TARIFFS FOR SALE
President Roosevelt, in a message to Congress, will ask for power to regulate the tariff on the basis of reciprocal agreements with other nations. The immediate importance of this request is whether or not it will cause dissension among the leaders in Congress. The Democratic Party has long favored a reduction of the tariff, and, although their agitation for lower schedules has been on the wane, it is extremely doubtful that any increase would be tolerated. The Senate, moreover, has been rather balky for the last few weeks, and has passed a bill restoring veteran's pensions and salaries to the government officials in spite of a threatened veto.
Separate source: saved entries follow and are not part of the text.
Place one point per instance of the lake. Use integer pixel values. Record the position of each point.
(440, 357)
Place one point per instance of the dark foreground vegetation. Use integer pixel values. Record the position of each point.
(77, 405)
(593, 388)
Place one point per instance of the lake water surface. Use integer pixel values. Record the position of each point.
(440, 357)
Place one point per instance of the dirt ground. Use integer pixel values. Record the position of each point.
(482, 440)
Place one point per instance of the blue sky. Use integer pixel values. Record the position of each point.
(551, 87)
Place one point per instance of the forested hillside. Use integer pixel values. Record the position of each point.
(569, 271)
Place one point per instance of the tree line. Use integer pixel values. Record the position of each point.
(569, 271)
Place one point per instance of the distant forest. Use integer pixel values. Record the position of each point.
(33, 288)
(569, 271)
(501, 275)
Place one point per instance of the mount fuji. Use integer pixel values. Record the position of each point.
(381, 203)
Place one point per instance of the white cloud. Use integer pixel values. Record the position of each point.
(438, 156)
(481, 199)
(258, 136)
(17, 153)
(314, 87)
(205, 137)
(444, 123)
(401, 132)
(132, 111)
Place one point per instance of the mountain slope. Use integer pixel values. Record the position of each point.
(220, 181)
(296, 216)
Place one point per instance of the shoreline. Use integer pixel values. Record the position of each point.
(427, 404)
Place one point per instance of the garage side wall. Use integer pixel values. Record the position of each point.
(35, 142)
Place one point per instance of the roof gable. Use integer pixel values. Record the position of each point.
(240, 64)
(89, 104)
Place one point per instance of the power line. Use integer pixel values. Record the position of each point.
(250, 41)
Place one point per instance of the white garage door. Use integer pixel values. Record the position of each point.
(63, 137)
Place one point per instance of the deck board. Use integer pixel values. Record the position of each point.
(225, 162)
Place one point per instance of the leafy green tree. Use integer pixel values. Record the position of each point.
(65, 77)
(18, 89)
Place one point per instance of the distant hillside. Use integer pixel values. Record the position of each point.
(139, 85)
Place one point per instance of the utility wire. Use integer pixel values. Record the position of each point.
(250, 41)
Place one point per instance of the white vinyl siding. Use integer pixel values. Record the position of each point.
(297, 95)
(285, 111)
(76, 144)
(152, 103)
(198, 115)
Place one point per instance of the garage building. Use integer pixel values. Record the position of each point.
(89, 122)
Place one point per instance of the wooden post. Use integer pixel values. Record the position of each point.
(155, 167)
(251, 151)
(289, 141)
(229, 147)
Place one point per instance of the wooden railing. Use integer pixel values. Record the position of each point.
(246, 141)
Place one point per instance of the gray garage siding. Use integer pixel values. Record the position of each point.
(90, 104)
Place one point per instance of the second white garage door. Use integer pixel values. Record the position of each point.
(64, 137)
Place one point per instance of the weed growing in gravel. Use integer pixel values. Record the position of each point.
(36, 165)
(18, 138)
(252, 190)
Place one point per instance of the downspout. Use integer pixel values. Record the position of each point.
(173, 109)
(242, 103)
If there is any power of which the Senate is jealous, it is their power in foreign affairs, and any attempt of the President to take upon himself part of this power will be strongly opposed.
This bill, then, will be greeted with much resentment, and it is possible that it will cause a split between the President and the Senate. All the measures which have brought about our partial recovery have been effected through the complete acquiescence of Congress, and at a time when these measures, good or bad, have reached the stage where the discontinuance of any part of them would jeopardize the welfare of the country, it is imperative that Congress agree with the President. The country will watch this new bill to see whether it will be added to the emergency powers of Roosevelt as is necessary if the United States is to keep itself economically independent, or whether it will cause a rift which would destroy the benefits of the great work already accomplished.